# Honda eu2000i



## bulminnow (Oct 11, 2007)

Anyone looking for a Honda eu2000i call 232-4891


----------



## ironman172 (Sep 28, 2007)

How much?


----------



## joebuck (Oct 1, 2007)

ironman172 said:


> How much?


Yeah, what Ironman said???


----------



## jim t (Sep 30, 2007)

I want one... do you have one? How old? Will it start?

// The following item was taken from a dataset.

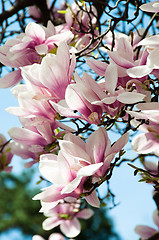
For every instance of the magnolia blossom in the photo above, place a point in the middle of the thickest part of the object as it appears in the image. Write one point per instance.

This post sounds like a pawn shop offering.

Jim


----------



## ironman172 (Sep 28, 2007)

jim t said:


> I want one... do you have one? How old? Will it start?
> 
> This post sounds like a pawn shop offering.
> 
> Jim


I was just curious on the price, to far away for me, unless it's cheap and I could have some one down there pick it up for me till I arrive next time....so have at it guys  ....I do have 2 already(1 at home,1 at cabin) and they are great generators...could use one at my daughters though for when the power goes out
I'm not going to call him


----------



## welldoya (Oct 5, 2007)

There was one on Craig's List a couple weeks ago. Said it needed a carb cleaning , for $400. That was a good deal. I started to call but if it wouldn't start, who knows what it really needed.
Maybe this is the same one.


----------